David Ross, AM richly deserves the honour bestowed on him today.

“From leaving his mark on the national Aboriginal land rights struggle to guiding the CLC’s successful ranger and community development programs, Mr Ross is an outstanding leader who has done so much to advance the rights and improve the lives of Aboriginal people in Central Australia,” CLC chief executive Joe Martin-Jard said.

“Today’s announcement that he has been awarded membership of the general division of the Order of Australia for serving his community will be warmly welcomed by our constituents, elected members and staff, and all the more so because he has never sought the limelight.

“He is a famously humble leader who has always focussed on serving his ‘bosses’ out bush and getting the job done. His integrity is legendary.”

Mr Ross was part of the Aboriginal leadership group that advised former Prime Minister Paul Keating about the Native Title Act.

“He has achieved the rare distinction of being both highly respected by the nation’s Aboriginal leaders and all spheres of government,” said Mr Martin-Jard.

Mr Ross joined the CLC as a field officer in 1979 and became its director in 1989.

Apart from a few years in the late 1990s, when he was a full-time commissioner with the Aboriginal and Torres Strait Islander Commission and the inaugural executive chair of the Indigenous Land Corporation, he led the CLC until his retirement last year.

He guided its transition from an agency that won land claims for a culturally diverse constituency to an organisation with growing land management and community development programs that provide employment for Aboriginal people on their country and promote investment.
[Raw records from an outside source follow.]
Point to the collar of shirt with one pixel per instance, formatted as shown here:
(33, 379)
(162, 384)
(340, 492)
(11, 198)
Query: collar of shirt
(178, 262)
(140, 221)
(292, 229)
In 2005, Mr Ross became an early champion the Warlpiri Education and Training Trust (WETT), an initiative of a group of female educators from remote communities in the Tanami Desert that has so far invested more than $34 million of gold mining royalties in almost 200 projects for life-long education and training.

“This award-winning bicultural and bilingual program kicked off our broader, cutting edge community development program through which our constituents have invested almost $117 million in projects they control,” Mr Martin-Jard said.

“It has inspired a similar program at the Northern Land Council, and other Aboriginal communities, and organisations around Australia look to it as an example of how they can drive positive change through their income from land use agreements.”

“That the program has grown from strength to strength is due to the extraordinary personal commitment of Mr Ross over the past decade to Aboriginal employment and control.

“The same can be said about our Aboriginal ranger program which started in 2000 and employs a hundred men and women in remote communities and which is close to his heart.”

Also under Mr Ross’ leadership, the CLC recently negotiated agreements for two pipeline projects that have together involved investment of more than $1 billion.

It negotiated with multiple groups of traditional owners and yet delivered the projects on time and on budget.

The first of these pipelines supplies gas to the eastern states, thereby addressing the acute shortage, and the second lowers carbon emissions by replacing diesel with gas at Newmont Goldcorp’s mine in the Tanami.